In Hitting Budapest, there was
an obvious divide between two seemingly completely different worlds side by
side. The ironically named Paradise seemed to be the slums of Hungary, referred
to as the shanty The children probably have no idea what the word Paradise is
supposed to mean. It’s a place where ten year olds such as Chico get impregnated
by their grandfathers. It’s a place where you have to go to the brush to go to
the bathroom and you don’t go after dark because no one will go with you. When
they find a dead body they take the shoes to sell and it isn’t even mentioned
if they alert the authorities or not. It’s the normal for them. When they cross
the road into Budapest, it’s an entire separate world.
It’s described as a place “where
people not like us live.” It’s a place with fenced homes and clean streets.

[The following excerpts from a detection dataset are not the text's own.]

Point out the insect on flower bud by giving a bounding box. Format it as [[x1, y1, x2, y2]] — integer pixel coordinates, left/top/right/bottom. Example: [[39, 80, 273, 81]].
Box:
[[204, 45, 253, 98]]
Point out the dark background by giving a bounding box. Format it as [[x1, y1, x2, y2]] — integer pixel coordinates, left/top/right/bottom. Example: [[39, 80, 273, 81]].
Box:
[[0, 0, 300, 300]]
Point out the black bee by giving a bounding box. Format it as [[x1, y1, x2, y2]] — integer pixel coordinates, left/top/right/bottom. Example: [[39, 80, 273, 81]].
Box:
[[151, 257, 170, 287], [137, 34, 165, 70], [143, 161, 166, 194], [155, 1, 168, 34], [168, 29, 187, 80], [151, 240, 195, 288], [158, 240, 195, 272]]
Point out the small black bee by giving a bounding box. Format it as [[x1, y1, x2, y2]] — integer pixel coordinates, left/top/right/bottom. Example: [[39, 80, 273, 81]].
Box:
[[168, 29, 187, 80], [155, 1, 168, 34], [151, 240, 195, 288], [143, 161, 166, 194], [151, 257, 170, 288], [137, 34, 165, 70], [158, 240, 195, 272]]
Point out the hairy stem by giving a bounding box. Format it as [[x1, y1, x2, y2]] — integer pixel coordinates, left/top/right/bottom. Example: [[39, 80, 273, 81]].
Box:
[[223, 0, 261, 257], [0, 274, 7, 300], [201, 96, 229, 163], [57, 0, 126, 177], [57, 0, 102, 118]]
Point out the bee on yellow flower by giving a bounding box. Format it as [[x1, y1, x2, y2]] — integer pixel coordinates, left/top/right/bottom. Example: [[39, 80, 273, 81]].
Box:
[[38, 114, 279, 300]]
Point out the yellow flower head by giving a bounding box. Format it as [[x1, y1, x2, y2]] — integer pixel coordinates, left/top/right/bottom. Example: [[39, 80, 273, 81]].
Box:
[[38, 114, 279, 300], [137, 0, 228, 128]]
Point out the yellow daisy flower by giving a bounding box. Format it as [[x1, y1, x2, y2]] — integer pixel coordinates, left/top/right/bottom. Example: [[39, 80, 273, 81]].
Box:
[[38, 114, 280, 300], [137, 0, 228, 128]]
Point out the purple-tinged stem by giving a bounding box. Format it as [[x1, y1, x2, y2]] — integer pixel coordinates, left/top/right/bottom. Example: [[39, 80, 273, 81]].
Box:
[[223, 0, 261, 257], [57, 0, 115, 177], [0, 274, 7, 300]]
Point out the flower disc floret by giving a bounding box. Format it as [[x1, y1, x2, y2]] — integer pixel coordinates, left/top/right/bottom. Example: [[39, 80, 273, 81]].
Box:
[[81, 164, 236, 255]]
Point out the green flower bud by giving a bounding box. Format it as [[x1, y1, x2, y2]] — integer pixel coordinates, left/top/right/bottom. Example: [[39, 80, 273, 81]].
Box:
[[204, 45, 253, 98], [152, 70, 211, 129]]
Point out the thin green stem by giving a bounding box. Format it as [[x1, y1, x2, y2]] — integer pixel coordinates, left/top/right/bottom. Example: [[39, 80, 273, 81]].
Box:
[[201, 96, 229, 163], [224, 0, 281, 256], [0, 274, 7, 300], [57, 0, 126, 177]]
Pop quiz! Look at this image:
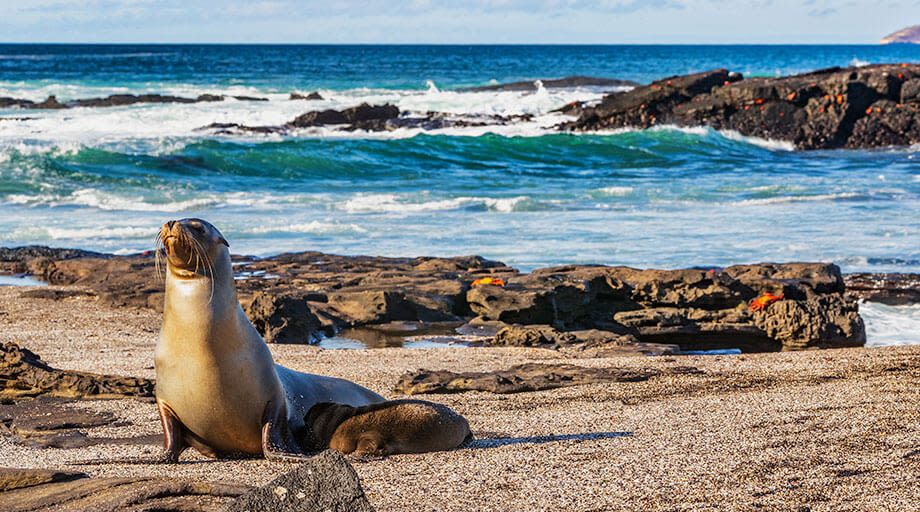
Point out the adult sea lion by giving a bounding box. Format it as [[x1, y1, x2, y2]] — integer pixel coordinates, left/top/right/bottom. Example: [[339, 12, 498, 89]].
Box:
[[155, 219, 383, 462], [304, 400, 472, 456]]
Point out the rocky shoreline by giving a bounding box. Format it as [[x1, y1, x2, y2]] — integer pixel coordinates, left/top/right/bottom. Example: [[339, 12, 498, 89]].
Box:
[[0, 246, 920, 357], [9, 63, 920, 150]]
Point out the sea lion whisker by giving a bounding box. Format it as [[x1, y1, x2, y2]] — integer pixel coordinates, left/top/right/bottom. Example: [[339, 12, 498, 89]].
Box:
[[153, 231, 166, 279]]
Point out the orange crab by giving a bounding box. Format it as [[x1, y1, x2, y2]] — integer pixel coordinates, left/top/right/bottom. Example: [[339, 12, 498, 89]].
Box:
[[748, 292, 785, 311], [470, 277, 505, 287]]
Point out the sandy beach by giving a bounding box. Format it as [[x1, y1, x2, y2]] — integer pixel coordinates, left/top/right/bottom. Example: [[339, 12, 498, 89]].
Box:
[[0, 287, 920, 511]]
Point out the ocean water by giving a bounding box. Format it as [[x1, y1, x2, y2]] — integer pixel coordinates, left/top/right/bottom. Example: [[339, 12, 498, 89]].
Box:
[[0, 45, 920, 344]]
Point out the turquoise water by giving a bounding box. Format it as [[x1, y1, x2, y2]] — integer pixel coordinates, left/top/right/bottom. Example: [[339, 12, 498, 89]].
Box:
[[0, 45, 920, 271]]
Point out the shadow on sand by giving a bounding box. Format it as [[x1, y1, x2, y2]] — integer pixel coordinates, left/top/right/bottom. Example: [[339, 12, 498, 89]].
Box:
[[461, 432, 632, 450]]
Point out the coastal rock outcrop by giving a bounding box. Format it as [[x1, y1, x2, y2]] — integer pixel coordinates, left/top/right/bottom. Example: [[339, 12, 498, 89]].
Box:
[[0, 248, 865, 355], [0, 94, 268, 110], [393, 363, 698, 395], [0, 468, 251, 512], [844, 273, 920, 306], [879, 25, 920, 44], [197, 103, 533, 135], [0, 343, 153, 398], [561, 64, 920, 149], [457, 75, 639, 92]]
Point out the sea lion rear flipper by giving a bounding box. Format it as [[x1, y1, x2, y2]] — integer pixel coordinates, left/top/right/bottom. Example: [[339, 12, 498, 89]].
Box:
[[262, 400, 318, 462], [157, 399, 188, 462]]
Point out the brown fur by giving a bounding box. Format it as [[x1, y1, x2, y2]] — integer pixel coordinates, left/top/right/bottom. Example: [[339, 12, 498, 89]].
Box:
[[304, 400, 472, 456]]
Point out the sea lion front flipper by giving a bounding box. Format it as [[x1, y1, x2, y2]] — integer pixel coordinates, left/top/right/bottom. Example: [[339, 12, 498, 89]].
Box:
[[262, 400, 310, 462], [157, 398, 188, 462]]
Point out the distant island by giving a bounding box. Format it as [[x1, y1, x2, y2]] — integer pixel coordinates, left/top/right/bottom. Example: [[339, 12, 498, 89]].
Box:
[[879, 25, 920, 44]]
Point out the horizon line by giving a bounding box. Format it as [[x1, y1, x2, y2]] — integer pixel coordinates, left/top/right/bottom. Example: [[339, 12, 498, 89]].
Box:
[[0, 41, 900, 47]]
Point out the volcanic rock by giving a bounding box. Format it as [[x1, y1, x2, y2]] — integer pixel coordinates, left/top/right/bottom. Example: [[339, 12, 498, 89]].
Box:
[[226, 450, 374, 512], [879, 25, 920, 44], [289, 92, 323, 101], [0, 343, 153, 398], [562, 64, 920, 149], [844, 273, 920, 306], [244, 292, 332, 343], [0, 248, 865, 354], [0, 468, 251, 512], [288, 103, 399, 130], [393, 363, 684, 395], [457, 76, 639, 92]]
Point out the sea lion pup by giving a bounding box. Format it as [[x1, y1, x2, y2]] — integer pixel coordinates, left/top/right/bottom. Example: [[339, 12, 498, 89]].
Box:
[[304, 400, 472, 457], [155, 219, 383, 462]]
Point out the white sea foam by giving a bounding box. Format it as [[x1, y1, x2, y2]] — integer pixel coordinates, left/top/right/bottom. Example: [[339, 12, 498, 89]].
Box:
[[717, 130, 795, 151], [0, 226, 159, 241], [859, 302, 920, 347], [243, 220, 367, 235], [339, 194, 533, 213], [597, 187, 633, 197], [728, 192, 867, 206], [0, 77, 620, 148]]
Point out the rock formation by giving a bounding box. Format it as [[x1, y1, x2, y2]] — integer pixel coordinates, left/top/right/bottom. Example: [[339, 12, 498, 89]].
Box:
[[561, 64, 920, 149], [457, 76, 639, 92], [879, 25, 920, 44], [226, 450, 374, 512], [0, 248, 865, 355], [843, 273, 920, 306], [393, 363, 701, 395], [0, 468, 248, 512], [0, 343, 153, 398]]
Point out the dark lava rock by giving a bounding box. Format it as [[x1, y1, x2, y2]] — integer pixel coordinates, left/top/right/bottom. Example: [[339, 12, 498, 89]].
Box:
[[561, 64, 920, 149], [196, 103, 533, 135], [288, 103, 399, 130], [29, 95, 67, 110], [289, 92, 323, 101], [0, 468, 251, 512], [843, 273, 920, 306], [226, 450, 374, 512], [233, 96, 268, 101], [489, 325, 680, 357], [457, 76, 639, 92], [244, 292, 324, 344], [393, 363, 680, 395], [66, 94, 196, 107], [0, 247, 865, 354], [195, 123, 285, 135], [0, 343, 154, 398]]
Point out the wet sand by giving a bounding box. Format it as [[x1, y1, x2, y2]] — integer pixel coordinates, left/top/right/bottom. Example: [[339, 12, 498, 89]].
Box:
[[0, 287, 920, 511]]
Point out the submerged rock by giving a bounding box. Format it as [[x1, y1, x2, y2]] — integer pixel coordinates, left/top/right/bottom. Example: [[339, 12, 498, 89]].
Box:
[[844, 273, 920, 306], [457, 75, 639, 92], [561, 64, 920, 149]]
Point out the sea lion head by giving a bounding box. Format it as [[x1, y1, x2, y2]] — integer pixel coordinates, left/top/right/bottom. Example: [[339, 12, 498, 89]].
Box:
[[304, 402, 357, 448], [157, 219, 230, 279]]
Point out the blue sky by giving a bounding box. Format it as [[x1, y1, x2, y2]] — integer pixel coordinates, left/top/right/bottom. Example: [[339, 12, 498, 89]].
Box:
[[0, 0, 920, 44]]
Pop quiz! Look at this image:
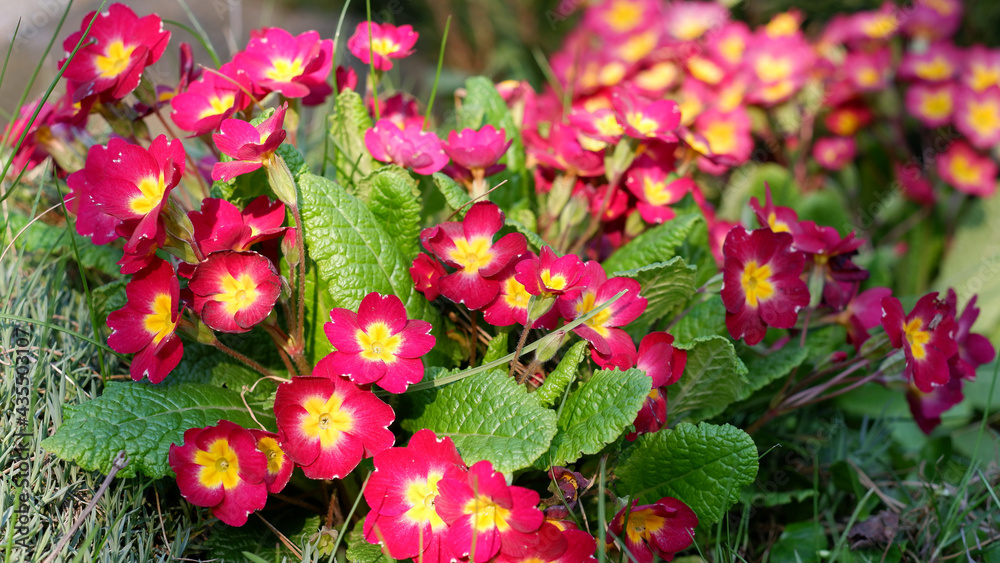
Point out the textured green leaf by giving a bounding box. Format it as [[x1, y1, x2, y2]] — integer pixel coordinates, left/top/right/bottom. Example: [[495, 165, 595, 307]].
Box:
[[434, 172, 472, 215], [300, 174, 439, 326], [670, 295, 726, 344], [328, 90, 379, 186], [347, 522, 396, 563], [667, 336, 750, 421], [42, 381, 274, 479], [604, 213, 702, 272], [538, 369, 652, 468], [614, 256, 697, 327], [402, 370, 556, 473], [533, 340, 590, 407], [615, 422, 757, 524], [359, 166, 421, 262]]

Where people stay to themselves indoors and throw food out without even
finishing it. Where people don’t eat fruit off of trees because “nobody around
here seems to know what fruit is for.” And the people that live in these homes
don’t seem too concerned about it. The children seem to use a regular pattern,
going street to street. If anyone truly cared it wouldn’t be that difficult to
stop the children from stealing them.
One of the similarities between
both worlds seems to be ignorance and/or lack of education. The children are
clueless what the word paradise means, and they have wishful thinking to
eventually live in Budapest but they have no idea what it would probably take
to live there. The woman is ignorant of the real hardships these children face.
To her they seem to be more animals, things to take pictures of rather than to
be helped or fed. Instead of offering the children food, she throws away what
she is eating before she even finishes it. What is this nice city doing to help
those that live in the shanty? They probably pretend it isn’t there. The only
person that does take notice is a woman visiting from the United States.